Friday, January 28, 2011

How We Get Educated -- Reflecting on the Case of Kelley Williams-Bolar

I was discussing the felony conviction of Kelley Williams-Bolar with an old family friend back in Akron.  She discussed the case in old, familiar, comforting terms -- what is expected of "our people", how many of "us" were caught in the Copley-Fairlawn school system sweep of out-of-district attendees.  What people would think of us if this didn't end well.  By us, this elder meant, African-Americans, Black people, colored folk, all the disparate terms for those who I knew as, until I started elementary school, "our people."


My parents, like Ms. Williams-Bolar, struggled to give us the best education.  We started out in Akron's segregated public schools with teachers who looked like us, who expected us to excel. But by first and third grade my siblings and I attended St. Bernard School, in downtown Akron.   We colored children were few and almost instantly made to know we were different.  But we received an excellent education in classrooms with less than 20 children.  It was unclear at times what the good sisters of St. Dominic expected of us but we excelled anyway.  

It would have been great if we could have gone to schools in Fairlawn, an upper middle class suburb as near to us to the west as St. Bernard was to the east.  No one really wanted to go to the Copley schools.  And the Fairlawn school system only experienced significant integration when it  merged with Copley, where you can still find some of the African-American families who moved there in the Great Migration and used to farm the extremely fertile soil of the area, dirt we called muck land. 

In 7th grade we moved to the north side of the building that looked out on the relatively new Summit County jail.  The same building, I presume, where Ms. Williams-Bolar served her ten day sentence.  It never occurred to me to be surprised or appalled that our school was next door to the jail.  And it was never lost on me how many of our people were incarcerated there, probably in inverse proportion to those of us in St. Bernard.

In this country, parents make great sacrifices to gain a good education for their children.  That's because educational opportunities are still, over 40 years after I left St.
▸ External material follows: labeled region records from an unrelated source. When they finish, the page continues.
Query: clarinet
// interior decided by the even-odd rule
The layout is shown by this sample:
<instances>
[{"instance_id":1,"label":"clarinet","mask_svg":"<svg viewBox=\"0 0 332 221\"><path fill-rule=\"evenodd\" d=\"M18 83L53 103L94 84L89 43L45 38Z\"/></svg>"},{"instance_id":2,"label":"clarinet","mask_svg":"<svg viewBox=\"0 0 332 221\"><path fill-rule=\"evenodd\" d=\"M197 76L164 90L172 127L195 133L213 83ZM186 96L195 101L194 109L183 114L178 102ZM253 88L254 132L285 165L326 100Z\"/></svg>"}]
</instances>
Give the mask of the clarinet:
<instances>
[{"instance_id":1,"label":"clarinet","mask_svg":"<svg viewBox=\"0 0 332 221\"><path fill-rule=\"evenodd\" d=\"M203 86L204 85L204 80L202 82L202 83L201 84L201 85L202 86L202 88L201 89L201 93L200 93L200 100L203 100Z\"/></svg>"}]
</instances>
Bernard, unequally distributed in this country.  Sometimes parents sacrifice money, comfort, a preferred geographic location so their child can attend a public school that meets their child's needs.  In the case of Ms. Williams-Bolar, she sacrificed reputation, freedom and possibly a career in a set of activities that broke the law as she attempted to keep her kids in the Copley-Fairlawn system.   Perhaps their was prosecutorial overreach.  Perhaps the Copley-Fairlawn school system was unclear and unfair.  Perhaps Ms. Williams-Bolar simply forgot that, even with others committing far more heinous crimes, our people frequently seem to be held to a different standard.  

As this same elder pointed out, "Wrong is wrong."  I am fascinated by the general silence within the African-American community in Akron about this case.  I am appalled by the online comments at the Akron Beacon Journal site ohio.com.   My hope is their will be productive discussions about access to quality education, the detrimental effects of yoking educational resources to No Child Left Behind (Bush administration parlance for "Be sure underachievers drop out before the 10th grade") and the pervasive undertow of racism in so many systems that govern the lives of women and their children.

1 comment:

  1. here,here!
    I wonder if people are silent on this issue because they a)know of people currently in that predicament b) are currently in that predicament
    or c) are too busy working multiple jobs to send their kids to a decent school and can't comment on the predicament in between time punches.